Optimizing a text statistics function

Wed Apr 21 11:34:21 EDT 2004

On Wed, Apr 21, 2004 at 04:51:56PM +0200, Nickolay Kolev wrote:
> It is really simple - it reads the file in memory, splits it on 
> whitespace, strips punctuation characters and transforms all remaining 
> elements to lowercase. It then looks through what has been left and 
> creates a list of tuples (count, word) which contain each unique word 
> and the number of time it appears in the text.
> 
> The code (~30 lines and easy to read :-) can be found at 
> http://www.uni-bonn.de/~nmkolev/python/textStats.py
> 
> I am now looking for a way to make the whole thing run faster.

Do you actually need it to be faster?  If the answer is "no, but
it would be nice." then you are already done *wink*.

A good profiling strategy is to wrap each part in a function
so you can see which lines consume the most CPU.  Just make sure
to wrap big pieces so the function call overhead doesn't get
added ten thousand times and distort the picture.

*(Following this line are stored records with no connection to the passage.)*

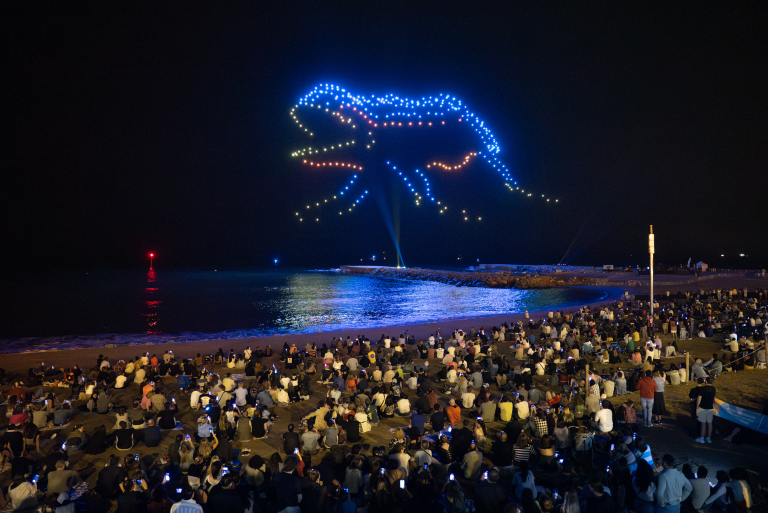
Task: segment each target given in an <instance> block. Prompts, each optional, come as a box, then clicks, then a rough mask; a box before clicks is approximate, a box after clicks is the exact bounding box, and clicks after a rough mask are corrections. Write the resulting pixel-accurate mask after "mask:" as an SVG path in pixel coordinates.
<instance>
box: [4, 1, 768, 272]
mask: <svg viewBox="0 0 768 513" xmlns="http://www.w3.org/2000/svg"><path fill="white" fill-rule="evenodd" d="M411 4H418V5H417V6H416V7H414V6H413V5H411ZM475 4H479V3H476V2H460V3H455V4H454V3H450V2H408V3H404V4H402V5H400V4H398V3H394V2H381V3H372V2H359V1H358V2H351V3H348V4H342V3H339V2H327V3H325V2H251V3H249V4H247V5H246V4H244V3H237V2H235V3H229V2H228V3H226V4H225V6H224V7H222V5H223V4H221V3H206V4H205V7H200V5H201V4H196V3H188V2H184V3H178V4H174V3H166V2H162V3H145V4H141V6H140V7H139V6H137V4H135V3H123V4H115V3H112V2H108V3H107V2H74V3H70V2H66V3H61V2H25V3H23V4H22V3H19V5H18V6H16V7H15V8H10V7H8V6H5V7H4V16H3V18H4V26H5V30H4V31H3V32H4V37H3V47H4V52H3V54H4V57H5V58H4V59H3V60H2V65H3V67H4V73H3V83H4V87H3V89H4V90H5V93H4V95H3V96H4V102H3V103H4V109H3V111H4V115H3V120H4V121H5V125H6V126H5V133H6V137H5V138H4V143H3V145H2V146H3V149H2V155H3V166H2V167H3V177H4V178H3V183H4V186H3V187H2V190H3V194H2V201H1V202H0V212H2V218H3V223H2V224H3V232H2V233H3V242H4V244H3V246H4V247H5V248H6V250H5V251H4V253H5V254H4V257H5V258H9V259H13V260H14V261H15V262H16V265H28V266H31V267H44V268H52V267H56V268H69V267H77V268H81V267H86V268H88V267H105V266H106V267H121V268H135V267H141V266H145V265H146V263H147V261H146V254H147V253H148V252H149V251H155V252H156V253H158V254H159V255H160V256H159V258H158V259H157V260H156V266H158V267H161V268H205V269H207V268H218V269H222V268H253V269H256V268H264V267H268V266H270V265H271V263H272V261H273V259H275V258H277V259H279V260H280V265H281V266H285V267H309V268H322V267H331V266H333V267H336V266H338V265H340V264H351V263H359V262H360V259H364V261H366V263H367V259H368V257H370V256H371V255H374V254H376V255H379V259H377V263H380V262H383V261H382V260H380V258H383V256H385V255H386V256H387V257H389V258H388V259H387V263H394V261H393V257H394V245H393V243H392V238H391V237H390V234H389V231H388V230H387V227H386V223H385V222H384V219H385V216H384V215H383V214H382V209H381V208H380V207H379V206H378V204H377V203H376V202H375V201H372V200H371V201H366V202H365V204H362V205H361V206H360V207H359V210H358V211H357V212H355V214H354V215H351V216H342V218H340V219H328V220H323V222H320V223H314V224H313V223H311V222H304V223H298V222H297V220H296V218H295V216H294V214H295V211H296V210H297V208H298V207H299V206H301V205H303V204H305V203H306V202H307V201H310V200H312V201H314V198H316V197H324V196H323V195H327V194H326V192H329V191H331V193H332V191H334V190H336V189H337V187H338V185H339V184H341V183H342V182H343V181H344V178H343V177H344V176H346V175H344V174H340V173H334V174H328V175H322V174H321V175H318V173H317V172H316V171H313V170H311V169H308V168H306V167H303V166H302V165H301V162H300V161H299V160H296V159H293V158H291V156H290V154H291V152H293V151H295V150H296V149H298V148H302V147H305V146H307V145H309V144H311V142H310V141H309V140H308V138H307V137H306V136H305V134H304V133H303V132H301V131H300V130H298V129H297V127H296V126H295V124H294V122H293V121H292V119H291V118H290V116H289V111H290V109H291V108H292V107H293V106H294V105H295V104H296V103H297V101H298V99H299V98H300V97H301V96H303V95H304V94H306V93H307V92H308V91H309V90H310V89H311V88H312V87H314V86H315V85H317V84H318V83H334V84H338V85H340V86H342V87H346V88H348V89H350V90H352V91H354V92H356V93H358V94H366V95H370V94H387V93H394V94H399V95H403V96H408V97H415V98H416V97H421V96H424V95H434V94H438V93H449V94H451V95H455V96H456V97H458V98H461V100H462V101H464V102H465V103H466V104H467V105H469V106H470V108H471V109H472V111H473V112H475V113H476V114H477V115H478V116H480V117H481V118H482V119H483V120H484V121H485V122H486V124H487V126H489V127H490V128H491V130H492V131H493V133H494V135H495V136H496V138H497V140H498V142H499V145H500V147H501V153H500V154H499V157H500V158H501V159H502V160H503V161H504V162H505V163H506V164H507V165H508V166H509V167H510V169H511V171H512V174H513V176H514V177H515V179H516V180H517V181H518V182H519V184H520V185H521V186H523V187H524V188H526V189H529V190H530V191H531V192H534V193H536V194H534V196H537V195H538V196H540V194H546V195H547V197H551V198H558V199H559V202H558V203H557V204H554V203H552V202H550V203H546V202H543V201H541V199H540V198H537V197H533V198H528V197H526V196H524V195H521V194H517V195H516V194H512V193H510V192H509V191H508V190H506V188H505V187H504V185H503V181H502V180H501V178H500V177H499V175H498V174H496V173H495V172H494V171H493V170H491V169H489V167H488V166H487V165H483V164H482V163H481V162H476V163H474V164H473V165H471V166H468V167H467V168H466V169H465V170H462V173H463V174H461V175H460V176H458V178H457V180H459V181H456V180H454V181H453V182H451V181H450V180H444V182H445V183H444V184H443V185H442V188H441V191H443V196H444V197H446V203H450V204H451V206H452V208H463V206H464V205H469V206H471V208H472V209H476V211H477V212H478V213H479V212H482V214H483V217H482V222H472V223H471V224H462V223H460V222H457V221H456V219H457V217H456V216H454V217H451V218H448V217H445V216H441V215H440V214H438V213H437V212H436V211H435V210H434V209H432V210H428V209H423V208H417V207H415V205H413V202H412V201H411V199H410V197H407V194H405V193H403V194H398V193H397V191H396V188H393V187H390V186H386V185H385V186H382V187H383V188H384V189H385V191H383V192H382V196H383V197H384V198H385V203H386V205H387V208H388V209H389V210H388V211H389V213H390V220H394V221H393V222H394V223H395V224H399V229H400V236H401V246H402V251H403V256H404V259H405V263H406V264H407V265H418V266H430V265H432V266H455V265H471V264H473V263H475V261H476V260H477V259H480V261H481V262H486V263H530V264H554V263H558V262H560V261H561V259H563V258H566V260H568V261H570V263H571V264H575V265H580V264H583V265H602V264H615V265H628V264H638V263H645V262H647V242H646V241H647V235H646V234H647V232H648V225H650V224H653V225H654V232H655V233H656V260H657V262H664V263H669V264H679V263H684V262H685V261H687V259H688V258H689V257H692V258H693V261H694V262H696V261H698V260H704V261H705V262H708V263H710V265H715V266H722V267H742V268H763V267H768V265H767V264H768V244H766V242H765V218H766V216H765V212H766V197H767V196H766V193H767V192H768V187H767V186H766V178H765V171H766V161H768V94H767V92H768V51H767V50H768V37H766V34H768V24H767V23H766V21H768V16H767V14H768V13H767V12H766V10H767V7H766V4H765V3H764V2H733V3H726V2H665V3H664V4H665V5H661V4H662V3H661V2H659V3H653V5H652V6H649V5H648V3H646V2H642V3H640V2H629V3H627V2H590V3H584V2H568V3H551V2H547V3H543V2H495V3H487V4H482V6H480V7H474V6H475ZM119 5H122V6H123V7H116V6H119ZM195 5H197V6H198V7H190V6H195ZM502 6H504V7H502ZM406 139H407V138H406ZM400 142H402V143H403V144H405V143H406V142H408V141H407V140H403V141H400ZM364 158H365V157H364V156H363V157H360V159H364ZM360 159H358V162H361V163H364V164H365V165H366V166H367V169H366V171H368V170H369V169H370V173H371V174H372V176H373V174H375V173H376V172H379V173H381V172H382V171H381V169H380V165H381V164H382V163H381V162H374V161H373V158H372V157H371V159H372V161H371V162H364V161H363V160H360ZM377 166H379V167H377ZM382 169H383V168H382ZM434 176H435V183H436V184H440V183H441V182H440V177H439V175H438V174H436V175H434ZM340 177H341V178H340ZM372 183H375V180H374V181H373V182H372ZM312 221H313V220H312ZM740 253H744V254H746V255H748V256H747V257H743V258H740V257H739V256H738V254H740ZM721 254H724V255H725V257H721V256H720V255H721ZM459 258H461V259H462V260H458V259H459Z"/></svg>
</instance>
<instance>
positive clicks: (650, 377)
mask: <svg viewBox="0 0 768 513" xmlns="http://www.w3.org/2000/svg"><path fill="white" fill-rule="evenodd" d="M637 389H638V390H640V406H641V407H642V408H643V425H644V426H645V427H650V426H651V418H652V416H651V415H652V410H653V399H654V396H655V394H656V382H655V381H654V380H653V372H651V371H645V376H643V377H642V378H640V379H639V380H638V382H637Z"/></svg>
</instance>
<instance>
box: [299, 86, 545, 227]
mask: <svg viewBox="0 0 768 513" xmlns="http://www.w3.org/2000/svg"><path fill="white" fill-rule="evenodd" d="M290 115H291V118H292V119H293V120H294V122H295V123H296V125H297V126H298V127H299V128H300V129H301V130H303V131H304V132H305V133H306V134H307V135H309V136H310V137H312V138H313V139H316V138H317V137H318V136H325V137H328V136H330V137H334V139H332V140H330V141H328V142H325V143H316V144H315V145H313V146H308V147H306V148H302V149H300V150H296V151H294V152H293V153H291V156H292V157H294V158H300V159H302V163H303V164H304V165H307V166H310V167H312V168H320V169H323V170H330V169H337V170H342V171H349V172H350V173H351V175H352V176H351V177H348V178H347V179H346V181H345V182H344V184H343V185H342V186H341V188H340V189H338V190H337V192H336V194H334V195H333V196H328V197H327V198H325V199H323V200H321V201H315V202H314V203H310V204H308V205H306V208H305V209H303V210H301V211H298V212H296V214H295V215H296V218H297V219H298V220H299V221H301V222H303V221H304V219H305V218H307V219H308V220H310V219H314V220H315V221H316V222H319V221H320V214H319V210H322V209H324V208H325V209H330V207H332V206H336V207H337V208H334V209H333V211H334V215H336V214H335V212H336V211H338V215H344V214H349V213H351V212H354V210H355V209H356V207H357V206H359V204H360V202H361V201H363V200H364V199H365V198H366V197H367V196H368V193H369V191H368V190H365V189H364V188H360V189H358V190H357V191H356V192H354V190H355V189H356V187H359V184H358V181H360V179H361V178H364V177H365V174H366V171H365V169H366V168H370V167H372V166H373V167H375V164H380V165H381V164H384V163H386V166H385V169H387V170H389V171H390V172H391V173H395V174H396V177H395V178H396V179H397V180H399V179H400V178H402V182H401V183H402V185H403V186H404V187H405V188H406V190H407V191H408V192H409V193H410V194H411V195H412V197H413V200H414V201H415V203H416V205H417V206H418V205H422V204H424V203H426V204H432V205H434V206H435V208H436V209H437V210H438V211H439V212H440V214H445V213H447V211H448V206H447V205H446V204H445V202H444V201H441V200H440V199H438V198H437V196H436V195H435V187H434V185H433V184H432V183H431V182H430V180H429V177H428V176H427V171H426V170H430V171H436V172H456V171H459V170H461V169H462V168H463V167H465V166H468V165H470V163H471V162H472V161H473V160H474V159H475V158H476V157H480V158H481V159H483V160H484V161H485V162H486V163H487V164H488V165H489V166H490V167H491V168H493V170H495V171H496V172H497V173H499V175H500V177H501V179H502V180H503V183H504V186H505V187H507V189H509V191H511V192H514V193H521V194H523V195H524V196H527V197H532V196H533V194H532V193H531V192H528V193H526V192H525V189H521V188H520V186H519V185H518V184H517V182H516V181H514V180H513V178H512V175H511V174H510V171H509V168H508V167H507V166H506V165H505V164H504V163H503V162H502V161H501V160H500V159H499V158H498V154H499V152H500V148H499V144H498V142H497V141H496V138H495V137H494V135H493V133H492V132H491V130H490V129H489V128H488V127H487V126H486V124H485V122H484V121H482V120H481V119H480V118H479V117H478V116H477V115H476V114H474V113H473V112H471V111H470V110H469V108H467V106H466V105H464V104H463V103H462V101H461V100H458V99H457V98H456V97H454V96H450V95H447V94H438V95H436V96H427V97H422V98H418V99H408V98H404V97H400V96H396V95H393V94H388V95H384V96H375V95H371V96H360V95H355V94H353V93H351V92H350V91H347V90H346V89H344V88H342V87H339V86H337V85H333V84H320V85H318V86H316V87H315V88H314V89H312V90H311V91H310V92H309V93H308V94H306V95H305V96H304V97H303V98H301V99H300V100H299V102H298V103H297V104H296V105H294V107H293V108H292V109H291V111H290ZM300 116H301V117H300ZM318 117H320V118H321V119H317V118H318ZM310 122H312V123H313V126H314V128H311V127H310ZM459 125H460V126H461V127H462V128H463V130H465V131H466V130H471V131H472V132H470V133H474V137H470V138H469V139H470V140H471V141H473V142H474V143H473V146H474V145H478V146H479V147H472V149H471V150H469V151H466V152H464V153H462V154H461V157H459V160H458V161H456V162H446V161H445V160H446V159H440V158H437V157H435V156H434V151H435V146H434V145H433V144H430V143H429V142H425V141H423V139H422V138H420V134H423V133H424V132H425V131H429V132H430V133H431V132H433V131H436V130H438V131H439V130H445V129H450V128H451V126H453V127H454V129H455V127H456V126H459ZM337 132H339V133H338V134H337ZM390 135H394V136H396V139H397V140H396V142H395V144H392V145H389V147H388V145H387V142H388V141H391V140H392V138H391V137H389V136H390ZM442 137H443V138H445V137H444V134H443V135H442ZM404 142H408V143H410V144H411V145H413V144H416V145H417V148H416V149H417V150H419V151H416V152H410V153H408V155H409V156H412V155H413V154H414V153H415V154H417V155H423V159H422V160H421V163H420V164H417V165H419V166H422V168H423V169H421V170H420V169H412V170H405V169H402V168H398V167H397V165H395V160H396V159H397V156H396V154H397V151H395V148H396V147H398V146H399V147H402V146H403V144H404ZM377 148H382V149H383V150H384V154H383V155H381V154H380V153H381V152H379V151H376V150H377ZM451 150H452V153H453V154H455V152H456V146H455V145H454V146H451ZM334 157H335V158H334ZM376 157H380V158H381V160H378V159H377V158H376ZM452 158H454V159H455V158H456V157H452ZM355 159H356V160H358V162H355V161H354V160H355ZM351 160H352V161H351ZM360 161H362V162H366V166H365V167H364V166H363V165H362V164H361V163H359V162H360ZM367 172H368V173H370V172H371V170H370V169H369V170H368V171H367ZM541 197H542V198H544V199H545V200H546V201H550V199H549V198H546V196H545V195H543V194H542V195H541ZM345 200H346V201H345ZM558 201H559V200H557V199H555V200H554V202H558ZM316 209H319V210H316ZM461 217H463V220H464V221H475V220H476V221H481V220H482V217H478V216H476V215H469V214H468V213H467V211H466V210H462V214H461Z"/></svg>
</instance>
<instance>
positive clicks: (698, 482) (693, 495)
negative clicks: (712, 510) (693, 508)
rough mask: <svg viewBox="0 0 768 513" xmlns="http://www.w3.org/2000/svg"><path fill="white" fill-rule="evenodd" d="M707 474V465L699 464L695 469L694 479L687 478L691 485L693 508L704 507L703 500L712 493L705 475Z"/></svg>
mask: <svg viewBox="0 0 768 513" xmlns="http://www.w3.org/2000/svg"><path fill="white" fill-rule="evenodd" d="M708 475H709V470H707V467H705V466H703V465H702V466H700V467H699V468H697V469H696V478H695V479H689V480H688V481H690V483H691V486H693V491H692V492H691V495H690V497H691V505H692V506H693V508H694V509H695V510H697V511H698V510H701V509H702V508H703V507H704V502H706V500H707V499H708V498H709V496H710V495H711V494H712V488H711V486H710V483H709V479H707V476H708Z"/></svg>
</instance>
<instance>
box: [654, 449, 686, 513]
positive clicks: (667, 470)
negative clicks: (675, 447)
mask: <svg viewBox="0 0 768 513" xmlns="http://www.w3.org/2000/svg"><path fill="white" fill-rule="evenodd" d="M661 465H662V467H663V468H664V470H662V471H661V474H659V478H658V480H659V482H658V485H657V486H656V505H657V507H658V509H657V511H665V512H667V513H679V511H680V504H681V503H682V502H683V501H684V500H685V499H687V498H688V496H689V495H690V494H691V492H692V491H693V485H691V482H690V481H688V479H686V478H685V476H684V475H683V473H682V472H680V471H679V470H677V469H676V468H675V458H674V456H672V455H671V454H665V455H664V456H663V457H662V458H661Z"/></svg>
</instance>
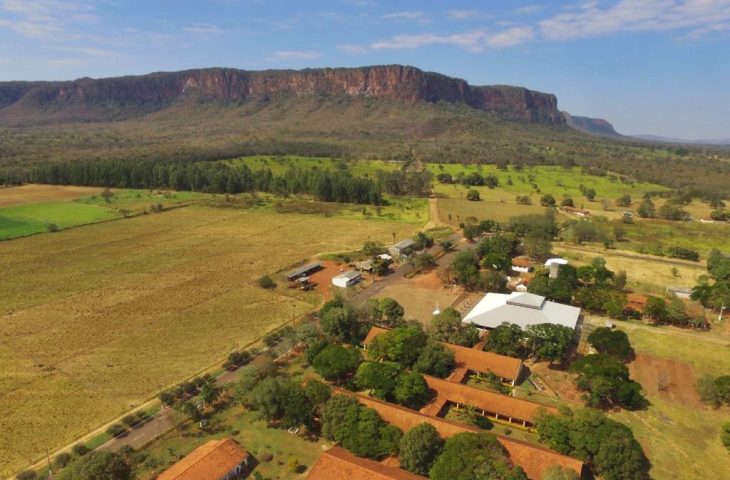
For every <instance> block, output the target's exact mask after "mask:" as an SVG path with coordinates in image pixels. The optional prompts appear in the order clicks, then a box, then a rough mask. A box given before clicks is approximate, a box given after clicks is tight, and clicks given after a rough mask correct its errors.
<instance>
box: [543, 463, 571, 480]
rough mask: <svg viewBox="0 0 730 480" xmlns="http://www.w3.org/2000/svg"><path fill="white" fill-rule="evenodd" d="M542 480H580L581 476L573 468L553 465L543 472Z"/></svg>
mask: <svg viewBox="0 0 730 480" xmlns="http://www.w3.org/2000/svg"><path fill="white" fill-rule="evenodd" d="M540 480H580V476H579V475H578V474H577V473H576V471H575V470H573V469H572V468H568V467H561V466H560V465H553V466H552V467H548V468H546V469H545V471H544V472H542V477H541V478H540Z"/></svg>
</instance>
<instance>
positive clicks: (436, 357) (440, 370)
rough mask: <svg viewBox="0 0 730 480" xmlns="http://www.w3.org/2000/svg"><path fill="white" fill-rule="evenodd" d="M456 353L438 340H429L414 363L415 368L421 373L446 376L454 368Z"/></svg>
mask: <svg viewBox="0 0 730 480" xmlns="http://www.w3.org/2000/svg"><path fill="white" fill-rule="evenodd" d="M454 365H455V361H454V353H453V352H452V351H451V350H447V349H446V348H445V347H444V346H443V345H441V344H439V343H436V342H433V341H431V342H428V343H427V344H426V346H425V347H424V348H423V350H421V353H420V355H418V360H416V363H414V364H413V370H415V371H416V372H419V373H425V374H428V375H433V376H434V377H439V378H445V377H447V376H449V374H450V373H451V371H452V370H453V369H454Z"/></svg>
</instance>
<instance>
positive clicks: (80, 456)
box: [71, 443, 91, 457]
mask: <svg viewBox="0 0 730 480" xmlns="http://www.w3.org/2000/svg"><path fill="white" fill-rule="evenodd" d="M71 450H72V451H73V452H74V453H75V454H76V455H78V456H79V457H83V456H84V455H86V454H87V453H89V452H90V451H91V450H89V447H87V446H86V445H84V444H83V443H77V444H76V445H74V446H73V447H71Z"/></svg>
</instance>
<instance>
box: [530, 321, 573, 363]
mask: <svg viewBox="0 0 730 480" xmlns="http://www.w3.org/2000/svg"><path fill="white" fill-rule="evenodd" d="M573 334H574V331H573V329H572V328H570V327H565V326H563V325H555V324H552V323H540V324H537V325H530V326H528V327H527V336H528V337H529V342H530V343H531V345H532V355H533V356H534V357H535V359H536V360H538V361H544V360H547V361H549V362H553V363H562V362H564V361H565V360H566V359H567V357H568V353H569V352H570V346H571V344H572V341H573Z"/></svg>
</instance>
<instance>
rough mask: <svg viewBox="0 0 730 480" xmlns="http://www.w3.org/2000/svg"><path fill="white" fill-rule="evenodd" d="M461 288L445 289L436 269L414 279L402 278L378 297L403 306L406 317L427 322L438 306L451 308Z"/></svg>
mask: <svg viewBox="0 0 730 480" xmlns="http://www.w3.org/2000/svg"><path fill="white" fill-rule="evenodd" d="M461 292H462V289H461V287H444V286H443V284H442V282H441V279H440V278H439V277H438V271H437V270H436V269H434V270H432V271H430V272H428V273H425V274H422V275H416V276H415V277H413V278H402V279H400V280H398V281H397V282H395V283H392V284H390V285H388V286H387V287H385V288H384V289H383V290H382V291H381V292H380V293H379V294H378V295H377V296H378V297H381V298H382V297H391V298H393V299H395V300H396V301H397V302H398V303H400V304H401V305H402V306H403V309H404V310H405V317H406V318H408V319H411V318H415V319H418V320H420V321H422V322H426V321H428V320H430V319H431V317H432V316H433V311H434V309H436V306H438V307H439V308H440V309H441V310H443V309H445V308H446V307H450V306H451V304H453V303H454V302H455V301H456V299H457V298H459V295H461Z"/></svg>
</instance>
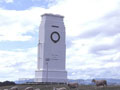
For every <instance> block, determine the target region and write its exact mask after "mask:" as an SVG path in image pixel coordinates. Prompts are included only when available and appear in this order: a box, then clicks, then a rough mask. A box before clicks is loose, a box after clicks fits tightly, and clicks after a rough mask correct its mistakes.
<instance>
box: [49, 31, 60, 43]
mask: <svg viewBox="0 0 120 90" xmlns="http://www.w3.org/2000/svg"><path fill="white" fill-rule="evenodd" d="M51 40H52V41H53V42H54V43H57V42H58V41H59V40H60V34H59V33H58V32H52V33H51Z"/></svg>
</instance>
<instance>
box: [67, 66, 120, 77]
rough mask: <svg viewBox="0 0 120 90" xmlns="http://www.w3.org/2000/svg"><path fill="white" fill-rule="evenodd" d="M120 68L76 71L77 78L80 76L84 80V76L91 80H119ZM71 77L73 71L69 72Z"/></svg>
mask: <svg viewBox="0 0 120 90" xmlns="http://www.w3.org/2000/svg"><path fill="white" fill-rule="evenodd" d="M119 68H120V67H114V68H102V66H101V68H94V69H93V68H92V69H91V68H87V69H85V70H74V73H75V75H76V76H80V77H79V78H80V79H84V78H83V77H82V76H84V75H85V76H88V77H89V78H119V77H118V76H120V71H118V69H119ZM68 73H69V75H72V71H68Z"/></svg>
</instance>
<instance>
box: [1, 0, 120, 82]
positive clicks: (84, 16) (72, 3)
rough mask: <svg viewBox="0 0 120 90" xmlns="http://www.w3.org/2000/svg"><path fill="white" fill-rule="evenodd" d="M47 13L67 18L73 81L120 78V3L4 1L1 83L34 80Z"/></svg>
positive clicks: (110, 0) (2, 18)
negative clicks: (42, 31) (44, 25)
mask: <svg viewBox="0 0 120 90" xmlns="http://www.w3.org/2000/svg"><path fill="white" fill-rule="evenodd" d="M44 13H53V14H60V15H63V16H65V18H64V23H65V26H66V44H67V52H66V55H67V56H66V69H67V71H68V78H69V79H89V78H117V79H118V78H119V79H120V70H119V69H120V0H0V81H4V80H17V79H18V78H34V73H35V69H36V67H37V43H38V31H39V25H40V21H41V17H40V15H42V14H44Z"/></svg>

You will get a bunch of suggestions on how to make the code faster,
so I'll skip those.  What you want to do is only do the expensive
parsing once and not every time you run your program.  Try pickle.
[untested code follows]

import pickle

def proc(txt_filename): # txt_filename like 'dickens.txt'
  ... exiting code ...
  reutrn wordCountList

def procWrap(txt_filename):
  cache_filename = tst_filename.replace('.txt', '.pickle')
  try:
    fob = open(cache_filename)
    wordCountList = pickle.load(fob)
  except IOError:
    wordCountList = proc(txt_filename)
    fob = open(cache_filename, 'w+')
    pickle.dump(wordCountList, fob, -1) # see the docs about the '-1'
  return wordCountList

Use procWrap() instead of proc() to get the list.  You'll need
to delete the .pickle file every time you change proc() so the
pickle gets refreshed.  This way you never have to care about how
effecient the parsing loop is, because you only have to call it once.

-jackdied